In Short:
Research from MIT’s CSAIL shows that large language models (LLMs) trained on text can understand the visual world to create complex scenes and self-correct their drawings when prompted. LLMs learn visual knowledge from internet descriptions and can render objects and scenes accurately. The study used a “vision checkup” to assess LLMs’ abilities, showing potential for training computer vision systems without actual visual data. The research aims to explore further integration of LLMs with AI tools for enhanced artistic capabilities.
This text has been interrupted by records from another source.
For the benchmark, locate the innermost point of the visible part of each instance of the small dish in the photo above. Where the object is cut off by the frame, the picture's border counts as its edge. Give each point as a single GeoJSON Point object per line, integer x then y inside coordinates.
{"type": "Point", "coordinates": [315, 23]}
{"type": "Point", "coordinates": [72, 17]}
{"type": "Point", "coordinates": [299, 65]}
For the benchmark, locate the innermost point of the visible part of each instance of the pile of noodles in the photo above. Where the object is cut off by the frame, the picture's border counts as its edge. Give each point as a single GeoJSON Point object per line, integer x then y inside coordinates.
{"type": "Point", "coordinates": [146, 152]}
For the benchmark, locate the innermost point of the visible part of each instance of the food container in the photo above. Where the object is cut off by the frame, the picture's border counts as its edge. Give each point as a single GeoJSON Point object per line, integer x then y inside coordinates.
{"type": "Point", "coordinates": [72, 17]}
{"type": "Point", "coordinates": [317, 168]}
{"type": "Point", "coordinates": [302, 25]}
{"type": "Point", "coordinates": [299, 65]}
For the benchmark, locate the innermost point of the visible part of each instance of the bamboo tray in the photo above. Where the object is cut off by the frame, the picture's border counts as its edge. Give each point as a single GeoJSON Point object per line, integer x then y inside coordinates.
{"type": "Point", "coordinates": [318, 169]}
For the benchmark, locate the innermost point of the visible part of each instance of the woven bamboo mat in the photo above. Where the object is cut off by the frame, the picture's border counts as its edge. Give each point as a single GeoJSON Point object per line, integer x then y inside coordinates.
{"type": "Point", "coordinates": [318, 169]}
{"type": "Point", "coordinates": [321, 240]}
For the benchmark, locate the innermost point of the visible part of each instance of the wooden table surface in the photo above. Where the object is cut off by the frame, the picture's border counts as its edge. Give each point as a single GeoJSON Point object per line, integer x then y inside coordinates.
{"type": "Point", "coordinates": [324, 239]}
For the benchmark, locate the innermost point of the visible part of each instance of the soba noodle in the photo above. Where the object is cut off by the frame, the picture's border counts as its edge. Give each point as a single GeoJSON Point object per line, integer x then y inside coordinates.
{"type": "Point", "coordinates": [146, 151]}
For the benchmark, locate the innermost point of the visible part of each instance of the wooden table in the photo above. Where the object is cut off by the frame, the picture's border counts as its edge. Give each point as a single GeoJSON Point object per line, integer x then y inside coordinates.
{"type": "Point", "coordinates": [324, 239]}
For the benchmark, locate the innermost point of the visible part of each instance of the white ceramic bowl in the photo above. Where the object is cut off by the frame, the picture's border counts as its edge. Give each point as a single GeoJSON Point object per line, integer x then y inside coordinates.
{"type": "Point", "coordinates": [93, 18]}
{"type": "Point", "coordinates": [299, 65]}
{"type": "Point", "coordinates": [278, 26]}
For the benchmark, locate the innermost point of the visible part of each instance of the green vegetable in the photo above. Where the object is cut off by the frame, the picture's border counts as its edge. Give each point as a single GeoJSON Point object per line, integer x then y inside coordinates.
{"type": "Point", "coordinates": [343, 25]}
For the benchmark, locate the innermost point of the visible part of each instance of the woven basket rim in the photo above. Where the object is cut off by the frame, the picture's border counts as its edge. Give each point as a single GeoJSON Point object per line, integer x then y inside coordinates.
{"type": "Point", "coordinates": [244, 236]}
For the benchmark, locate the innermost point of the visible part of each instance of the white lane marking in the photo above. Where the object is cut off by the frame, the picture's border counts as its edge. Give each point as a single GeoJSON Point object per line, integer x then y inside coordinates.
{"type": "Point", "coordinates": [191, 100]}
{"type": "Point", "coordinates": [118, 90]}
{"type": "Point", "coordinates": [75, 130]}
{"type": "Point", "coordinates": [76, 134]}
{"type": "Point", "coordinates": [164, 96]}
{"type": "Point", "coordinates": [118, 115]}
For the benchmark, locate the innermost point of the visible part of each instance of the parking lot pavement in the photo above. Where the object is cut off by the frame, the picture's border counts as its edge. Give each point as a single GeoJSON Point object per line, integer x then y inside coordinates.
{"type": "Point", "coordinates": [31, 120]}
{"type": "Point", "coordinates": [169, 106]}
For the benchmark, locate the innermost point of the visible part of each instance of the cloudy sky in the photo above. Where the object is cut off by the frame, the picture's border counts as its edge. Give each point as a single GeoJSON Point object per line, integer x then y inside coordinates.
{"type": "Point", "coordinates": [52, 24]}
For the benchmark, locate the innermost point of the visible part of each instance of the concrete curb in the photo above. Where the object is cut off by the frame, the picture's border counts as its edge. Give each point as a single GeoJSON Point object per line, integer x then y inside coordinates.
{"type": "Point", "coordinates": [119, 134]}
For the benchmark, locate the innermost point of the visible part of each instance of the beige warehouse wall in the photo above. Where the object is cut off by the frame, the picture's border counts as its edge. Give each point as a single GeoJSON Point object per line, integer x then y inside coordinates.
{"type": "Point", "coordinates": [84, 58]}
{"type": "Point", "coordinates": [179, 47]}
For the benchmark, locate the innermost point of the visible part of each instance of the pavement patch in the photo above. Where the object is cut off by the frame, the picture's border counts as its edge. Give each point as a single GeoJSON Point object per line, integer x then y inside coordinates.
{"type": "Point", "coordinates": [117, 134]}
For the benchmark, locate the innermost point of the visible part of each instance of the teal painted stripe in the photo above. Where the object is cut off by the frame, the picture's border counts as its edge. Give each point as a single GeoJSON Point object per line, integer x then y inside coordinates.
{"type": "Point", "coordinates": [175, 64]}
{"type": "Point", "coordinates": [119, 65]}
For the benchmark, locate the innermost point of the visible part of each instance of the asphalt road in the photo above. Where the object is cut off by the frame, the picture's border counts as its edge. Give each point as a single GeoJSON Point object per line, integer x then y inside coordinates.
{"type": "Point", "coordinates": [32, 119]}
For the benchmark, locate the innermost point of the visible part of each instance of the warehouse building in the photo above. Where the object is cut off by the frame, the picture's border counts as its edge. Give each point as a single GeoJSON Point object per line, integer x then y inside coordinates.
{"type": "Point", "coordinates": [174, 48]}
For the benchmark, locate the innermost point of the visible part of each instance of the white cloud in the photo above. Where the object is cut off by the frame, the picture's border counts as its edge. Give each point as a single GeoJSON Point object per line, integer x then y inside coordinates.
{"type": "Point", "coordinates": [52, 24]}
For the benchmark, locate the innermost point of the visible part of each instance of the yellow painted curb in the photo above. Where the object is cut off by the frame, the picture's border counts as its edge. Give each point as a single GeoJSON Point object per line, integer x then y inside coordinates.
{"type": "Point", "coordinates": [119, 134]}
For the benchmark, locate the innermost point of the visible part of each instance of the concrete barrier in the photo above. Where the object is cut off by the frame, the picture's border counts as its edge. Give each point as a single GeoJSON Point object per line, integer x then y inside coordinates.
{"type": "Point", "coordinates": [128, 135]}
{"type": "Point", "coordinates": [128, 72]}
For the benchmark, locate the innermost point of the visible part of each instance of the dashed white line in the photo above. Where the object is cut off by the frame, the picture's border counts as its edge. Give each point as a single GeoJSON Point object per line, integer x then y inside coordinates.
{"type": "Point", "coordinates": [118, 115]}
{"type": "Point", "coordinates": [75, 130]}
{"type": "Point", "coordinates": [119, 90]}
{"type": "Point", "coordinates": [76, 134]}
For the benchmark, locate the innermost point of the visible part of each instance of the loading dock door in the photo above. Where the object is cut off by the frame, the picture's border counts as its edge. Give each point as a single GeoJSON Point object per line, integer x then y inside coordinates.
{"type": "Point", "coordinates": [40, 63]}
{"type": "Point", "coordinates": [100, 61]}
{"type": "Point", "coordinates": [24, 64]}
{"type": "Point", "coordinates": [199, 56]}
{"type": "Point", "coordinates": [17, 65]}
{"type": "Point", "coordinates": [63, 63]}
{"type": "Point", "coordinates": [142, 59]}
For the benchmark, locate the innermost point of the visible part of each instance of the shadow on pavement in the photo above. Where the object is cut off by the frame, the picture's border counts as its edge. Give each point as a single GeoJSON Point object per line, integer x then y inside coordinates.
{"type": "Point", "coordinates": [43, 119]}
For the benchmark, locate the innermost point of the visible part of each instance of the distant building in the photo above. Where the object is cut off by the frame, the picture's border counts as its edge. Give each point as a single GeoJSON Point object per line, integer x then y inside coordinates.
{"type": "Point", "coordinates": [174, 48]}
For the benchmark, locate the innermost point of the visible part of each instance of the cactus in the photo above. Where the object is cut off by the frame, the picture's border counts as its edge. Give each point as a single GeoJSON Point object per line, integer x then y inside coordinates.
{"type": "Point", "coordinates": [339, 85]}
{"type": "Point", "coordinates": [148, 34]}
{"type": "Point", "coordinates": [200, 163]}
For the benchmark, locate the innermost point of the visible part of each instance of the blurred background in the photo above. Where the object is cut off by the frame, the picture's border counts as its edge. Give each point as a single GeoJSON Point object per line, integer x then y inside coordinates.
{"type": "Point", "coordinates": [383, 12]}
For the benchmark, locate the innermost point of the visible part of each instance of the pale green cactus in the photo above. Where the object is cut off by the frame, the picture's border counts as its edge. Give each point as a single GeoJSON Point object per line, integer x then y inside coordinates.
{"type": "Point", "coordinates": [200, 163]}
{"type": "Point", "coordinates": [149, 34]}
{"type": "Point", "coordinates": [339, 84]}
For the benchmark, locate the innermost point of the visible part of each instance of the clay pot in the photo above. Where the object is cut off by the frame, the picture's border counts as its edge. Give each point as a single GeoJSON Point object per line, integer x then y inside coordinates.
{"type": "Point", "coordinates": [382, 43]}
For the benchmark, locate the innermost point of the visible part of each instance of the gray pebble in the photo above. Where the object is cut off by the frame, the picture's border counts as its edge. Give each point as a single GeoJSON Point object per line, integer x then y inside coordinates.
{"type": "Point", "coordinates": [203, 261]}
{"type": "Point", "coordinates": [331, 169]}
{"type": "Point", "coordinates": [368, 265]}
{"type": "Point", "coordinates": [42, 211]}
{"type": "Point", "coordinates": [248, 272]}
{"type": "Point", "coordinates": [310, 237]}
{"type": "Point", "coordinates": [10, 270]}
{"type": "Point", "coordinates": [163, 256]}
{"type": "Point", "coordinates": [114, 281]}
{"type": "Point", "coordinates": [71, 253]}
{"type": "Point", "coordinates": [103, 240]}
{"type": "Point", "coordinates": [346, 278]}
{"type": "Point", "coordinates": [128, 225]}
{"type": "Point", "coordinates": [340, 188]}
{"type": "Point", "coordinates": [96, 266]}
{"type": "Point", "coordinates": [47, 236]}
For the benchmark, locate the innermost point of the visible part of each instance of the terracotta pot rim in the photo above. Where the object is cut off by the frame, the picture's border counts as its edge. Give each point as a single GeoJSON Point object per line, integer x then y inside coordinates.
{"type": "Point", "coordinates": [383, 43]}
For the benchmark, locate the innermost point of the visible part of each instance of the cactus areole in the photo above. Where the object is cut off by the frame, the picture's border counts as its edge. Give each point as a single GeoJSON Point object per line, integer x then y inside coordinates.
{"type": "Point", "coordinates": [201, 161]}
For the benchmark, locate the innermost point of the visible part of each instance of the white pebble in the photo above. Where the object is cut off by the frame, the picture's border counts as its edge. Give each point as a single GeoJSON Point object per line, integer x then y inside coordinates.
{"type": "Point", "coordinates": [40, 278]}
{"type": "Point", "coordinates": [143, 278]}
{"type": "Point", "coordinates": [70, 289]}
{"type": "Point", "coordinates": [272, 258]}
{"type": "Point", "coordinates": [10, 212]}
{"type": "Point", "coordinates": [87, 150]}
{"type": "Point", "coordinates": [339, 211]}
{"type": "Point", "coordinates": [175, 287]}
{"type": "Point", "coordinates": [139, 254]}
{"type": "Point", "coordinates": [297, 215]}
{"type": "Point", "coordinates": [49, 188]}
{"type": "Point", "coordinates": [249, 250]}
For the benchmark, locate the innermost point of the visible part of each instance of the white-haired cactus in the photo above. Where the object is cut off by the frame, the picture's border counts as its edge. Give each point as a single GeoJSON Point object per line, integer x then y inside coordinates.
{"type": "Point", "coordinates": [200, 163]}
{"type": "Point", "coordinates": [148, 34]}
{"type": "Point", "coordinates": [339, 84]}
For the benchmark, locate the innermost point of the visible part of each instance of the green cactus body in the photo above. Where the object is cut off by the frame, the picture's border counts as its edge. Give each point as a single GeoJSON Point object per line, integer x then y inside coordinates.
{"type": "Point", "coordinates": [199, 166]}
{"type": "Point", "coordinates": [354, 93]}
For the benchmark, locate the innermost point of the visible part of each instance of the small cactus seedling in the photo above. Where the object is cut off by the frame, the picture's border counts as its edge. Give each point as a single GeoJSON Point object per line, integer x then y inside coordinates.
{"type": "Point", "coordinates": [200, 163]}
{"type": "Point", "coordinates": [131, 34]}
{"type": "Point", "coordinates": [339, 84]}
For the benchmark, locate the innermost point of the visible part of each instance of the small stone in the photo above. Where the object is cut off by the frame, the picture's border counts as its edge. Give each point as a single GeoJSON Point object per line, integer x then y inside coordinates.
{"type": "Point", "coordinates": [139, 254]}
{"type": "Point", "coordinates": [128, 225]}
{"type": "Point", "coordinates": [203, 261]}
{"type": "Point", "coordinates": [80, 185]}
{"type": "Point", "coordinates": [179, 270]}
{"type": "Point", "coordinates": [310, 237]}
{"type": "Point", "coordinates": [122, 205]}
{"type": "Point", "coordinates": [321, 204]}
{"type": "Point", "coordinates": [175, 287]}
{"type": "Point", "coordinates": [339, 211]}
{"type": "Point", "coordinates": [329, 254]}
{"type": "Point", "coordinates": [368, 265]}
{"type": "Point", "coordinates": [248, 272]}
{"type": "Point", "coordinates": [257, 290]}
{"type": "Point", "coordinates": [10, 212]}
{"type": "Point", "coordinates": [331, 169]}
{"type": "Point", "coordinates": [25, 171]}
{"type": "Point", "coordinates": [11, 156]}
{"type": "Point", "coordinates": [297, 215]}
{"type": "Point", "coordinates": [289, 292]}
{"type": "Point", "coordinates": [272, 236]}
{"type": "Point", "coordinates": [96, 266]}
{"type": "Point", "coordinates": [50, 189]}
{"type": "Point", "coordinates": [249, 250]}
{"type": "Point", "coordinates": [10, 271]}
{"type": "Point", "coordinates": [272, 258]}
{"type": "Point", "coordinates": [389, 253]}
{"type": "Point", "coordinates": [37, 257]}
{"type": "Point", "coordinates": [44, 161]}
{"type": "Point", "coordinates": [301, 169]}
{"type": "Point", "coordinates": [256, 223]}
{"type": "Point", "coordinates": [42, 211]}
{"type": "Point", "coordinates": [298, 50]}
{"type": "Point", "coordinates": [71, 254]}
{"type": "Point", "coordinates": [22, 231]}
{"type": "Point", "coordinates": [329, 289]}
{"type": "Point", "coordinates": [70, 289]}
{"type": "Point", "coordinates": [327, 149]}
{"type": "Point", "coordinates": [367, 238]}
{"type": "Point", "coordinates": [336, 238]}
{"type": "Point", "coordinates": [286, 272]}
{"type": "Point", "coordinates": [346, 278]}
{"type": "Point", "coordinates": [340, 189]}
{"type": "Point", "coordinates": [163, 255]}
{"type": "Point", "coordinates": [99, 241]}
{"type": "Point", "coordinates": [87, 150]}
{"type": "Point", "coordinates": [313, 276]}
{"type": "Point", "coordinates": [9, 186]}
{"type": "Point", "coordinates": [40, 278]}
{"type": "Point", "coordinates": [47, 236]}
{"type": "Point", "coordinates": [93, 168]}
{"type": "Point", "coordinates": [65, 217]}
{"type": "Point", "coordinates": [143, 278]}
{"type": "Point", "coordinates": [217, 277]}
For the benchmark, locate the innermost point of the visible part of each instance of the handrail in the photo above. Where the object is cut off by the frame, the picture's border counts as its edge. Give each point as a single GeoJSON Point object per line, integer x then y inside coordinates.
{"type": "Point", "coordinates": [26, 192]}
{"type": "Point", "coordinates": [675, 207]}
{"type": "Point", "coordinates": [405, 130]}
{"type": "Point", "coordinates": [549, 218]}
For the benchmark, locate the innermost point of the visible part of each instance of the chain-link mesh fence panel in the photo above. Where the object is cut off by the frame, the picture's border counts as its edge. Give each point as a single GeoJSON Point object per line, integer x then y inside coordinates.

Language Models Demonstrate Understanding of Visual World, Study Finds
Language models (LLMs) trained solely on text show a remarkable grasp of the visual world, as researchers from MIT’s Computer Science and Artificial Intelligence Laboratory (CSAIL) observed. These models can generate complex scenes and objects based on text prompts and refine their images with each query.
Visual Aptitude Dataset Evaluation
CSAIL researchers devised a “vision checkup” to test LLMs’ visual knowledge using their Visual Aptitude Dataset. By prompting the models to self-correct images and gather final drafts, a computer vision system trained to identify real photo contents was developed.
Creating Synthetic Data for Training Vision Systems
The team generated code for various shapes and scenes with LLMs and compiled them into digital illustrations. The models showed the ability to understand spatial relations and even create unique visual concepts such as a car-shaped cake and a glowing light bulb.
Enhancing Computer Vision Systems
By combining LLMs’ hidden visual knowledge with other AI tools, such as diffusion models, researchers believe they can improve the accuracy and artistic capabilities of computer vision systems. This collaborative approach could lead to more enhanced image editing and recognition.
Challenges and Future Research
While LLMs displayed creativity in drawing various concepts, they sometimes struggled to recognize the same concepts in real photos. The researchers plan to further explore the origins of LLMs’ visual knowledge and aim to train an improved vision model in the future.
Conclusion
The study, co-authored by researchers at MIT CSAIL, presents a novel approach to evaluating generative AI models in training computer vision systems. The team’s findings, supported by various grants and fellowships, will be presented at the IEEE/CVF Computer Vision and Pattern Recognition Conference.